It's what we do know that just ain't so.
                                                                                        Artemus Ward                                                                                   (or Josh Billings?)

Why education?

Consider this quotation from Frederick Douglass' autobiography . . .

"Very soon after I went to live with Mr. and Mrs. Auld, she very kindly commenced to teach me the A, B, C. After I had learned this, she assisted me in learning to spell words of three or four letters. Just at this point of my progress, Mr. Auld found out what was going on, and at once forbade Mrs. Auld to instruct me further, telling her, among other things, that it was unlawful, as well as unsafe, to teach a slave to read. To use his own words, further, he said, 'If you give a n------ an inch, he will take an ell. A n------ should know nothing but to obey his master--to do as he is told to do. Learning would spoil the best n------ in the world. Now,' said he, 'if you teach that n------ (speaking of myself) how to read, there would be no keeping him. It would forever unfit him to be a slave. He would at once become unmanageable, and of no value to his master. As to himself, it could do him no good, but a great deal of harm. It would make him discontented and unhappy.' These words sank deep into my heart, stirred up sentiments within that lay slumbering, and called into existence an entirely new train of thought. It was a new and special revelation, explaining dark and mysterious things, with which my youthful understanding had struggled, but struggled in vain. I now understood what had been to me a most perplexing difficulty--to wit, the white man's power to enslave the black man. It was a grand achievement, and I prized it highly. From that moment, I understood the pathway from slavery to freedom. It was just what I wanted, and I got it at a time when I the least expected it. Whilst I was saddened by the thought of losing the aid of my kind mistress, I was gladdened by the invaluable instruction which, by the merest accident, I had gained from my master.

Though conscious of the difficulty of learning without a teacher, I set out with high hope, and a fixed purpose, at whatever cost of trouble, to learn how to read. The very decided manner with which he spoke, and strove to impress his wife with the evil consequences of giving me instruction, served to convince me that he was deeply sensible of the truths he was uttering.

 

 

 

It gave me the best assurance that I might rely with the utmost confidence on the results which, he said, would flow from teaching me to read.
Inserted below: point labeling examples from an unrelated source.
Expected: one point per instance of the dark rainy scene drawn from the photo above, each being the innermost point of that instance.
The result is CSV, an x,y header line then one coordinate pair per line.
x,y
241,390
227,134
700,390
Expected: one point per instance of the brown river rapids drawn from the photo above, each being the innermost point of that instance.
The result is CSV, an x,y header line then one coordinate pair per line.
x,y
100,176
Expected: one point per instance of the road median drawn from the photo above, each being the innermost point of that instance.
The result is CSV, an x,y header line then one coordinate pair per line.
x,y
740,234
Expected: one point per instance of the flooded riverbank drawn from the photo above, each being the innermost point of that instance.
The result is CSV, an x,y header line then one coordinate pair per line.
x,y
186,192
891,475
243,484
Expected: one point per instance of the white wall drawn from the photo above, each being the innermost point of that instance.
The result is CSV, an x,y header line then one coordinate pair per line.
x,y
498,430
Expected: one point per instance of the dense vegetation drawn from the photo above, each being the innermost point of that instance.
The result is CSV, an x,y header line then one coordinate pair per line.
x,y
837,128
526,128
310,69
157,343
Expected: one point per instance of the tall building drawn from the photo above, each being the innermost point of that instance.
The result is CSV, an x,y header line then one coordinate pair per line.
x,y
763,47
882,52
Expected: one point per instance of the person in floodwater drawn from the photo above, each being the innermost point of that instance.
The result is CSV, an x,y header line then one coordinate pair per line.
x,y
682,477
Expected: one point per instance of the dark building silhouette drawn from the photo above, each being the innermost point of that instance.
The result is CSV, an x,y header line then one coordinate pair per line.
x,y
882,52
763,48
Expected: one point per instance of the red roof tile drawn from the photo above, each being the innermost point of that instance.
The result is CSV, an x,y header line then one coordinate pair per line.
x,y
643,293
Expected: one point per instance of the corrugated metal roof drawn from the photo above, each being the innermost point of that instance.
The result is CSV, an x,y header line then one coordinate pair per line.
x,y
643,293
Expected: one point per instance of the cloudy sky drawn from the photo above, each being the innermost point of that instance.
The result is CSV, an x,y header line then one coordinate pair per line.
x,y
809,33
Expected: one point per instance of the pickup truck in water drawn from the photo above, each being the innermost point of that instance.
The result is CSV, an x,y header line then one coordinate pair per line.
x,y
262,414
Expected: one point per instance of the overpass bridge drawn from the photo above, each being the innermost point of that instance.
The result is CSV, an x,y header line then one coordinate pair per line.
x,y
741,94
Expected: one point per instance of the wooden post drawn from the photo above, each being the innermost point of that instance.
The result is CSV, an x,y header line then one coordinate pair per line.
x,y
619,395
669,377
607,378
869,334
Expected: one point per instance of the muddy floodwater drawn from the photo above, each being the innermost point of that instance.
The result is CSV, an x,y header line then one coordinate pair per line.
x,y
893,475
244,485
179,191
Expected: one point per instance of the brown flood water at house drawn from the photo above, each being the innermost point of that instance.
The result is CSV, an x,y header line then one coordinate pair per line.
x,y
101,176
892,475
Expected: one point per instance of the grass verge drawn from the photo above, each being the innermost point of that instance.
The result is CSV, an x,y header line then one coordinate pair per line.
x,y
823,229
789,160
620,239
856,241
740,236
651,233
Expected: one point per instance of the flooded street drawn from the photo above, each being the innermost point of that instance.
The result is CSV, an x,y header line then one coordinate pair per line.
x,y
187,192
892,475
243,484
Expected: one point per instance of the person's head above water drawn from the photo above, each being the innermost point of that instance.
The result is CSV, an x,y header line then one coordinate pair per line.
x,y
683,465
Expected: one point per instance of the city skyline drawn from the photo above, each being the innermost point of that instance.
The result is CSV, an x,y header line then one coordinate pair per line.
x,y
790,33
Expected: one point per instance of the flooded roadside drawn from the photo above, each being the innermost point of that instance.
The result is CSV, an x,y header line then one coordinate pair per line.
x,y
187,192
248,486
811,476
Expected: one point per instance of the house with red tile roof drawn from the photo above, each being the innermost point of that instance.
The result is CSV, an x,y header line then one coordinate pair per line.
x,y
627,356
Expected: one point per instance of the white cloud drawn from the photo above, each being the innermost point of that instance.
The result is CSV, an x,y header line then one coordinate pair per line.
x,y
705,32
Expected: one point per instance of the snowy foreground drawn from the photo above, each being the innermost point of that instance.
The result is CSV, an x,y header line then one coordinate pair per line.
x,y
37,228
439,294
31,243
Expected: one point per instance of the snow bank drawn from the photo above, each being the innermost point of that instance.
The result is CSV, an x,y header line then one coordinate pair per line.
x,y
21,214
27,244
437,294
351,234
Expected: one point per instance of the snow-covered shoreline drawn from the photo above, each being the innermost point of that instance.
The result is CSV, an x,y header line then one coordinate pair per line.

What he most dreaded, that I most desired. What he most loved, that I most hated. That which to him was a great evil, to be carefully shunned, was to me a great good, to be diligently sought; and the argument which he so warmly urged, against my learning to read, only served to inspire me with a desire and determination to learn."
(Narrative of the Life of Frederick Douglass, 1854)

Almost 150 years later Civil Rights leader and math teacher, Bob Moses writes,

"People who don't understand algebra today are like those people who couldn't read or write in the industrial age. Computers have made elementary mathematics as important as reading and writing. Knowing algebra is the new floor, so to speak. To participate fully in a world driven by computer technology, to be able to get a job that supports a family, you have to be literate in math—and that requires that you have to be at least literate in algebra by the time you go to high school. We think that in an era where the "knowledge worker" is replacing the industrial worker, illiteracy in math must now be considered as unacceptable as illiteracy in reading and writing."

 

I say the stakes are just as high as they were when Frederick Douglass wrote his autobiography, but the enemy is less obvious. The slave holder has been replaced by our own complacency and slave labor replaced by implied (manufactured) consent. If opportunity is what separates the "haves" and the "have-nots," then we're obliged to create our own opportunities. I trust that is what we are all here for.

 

Post Script:
My friend and former student, Jimmy Tran, quoted Harriet Tubman (the abolitionist who personally guided hundreds of slaves to freedom) to me after reading this page. She said, "If I could have convinced more slaves that they were slaves, I could have freed thousands more."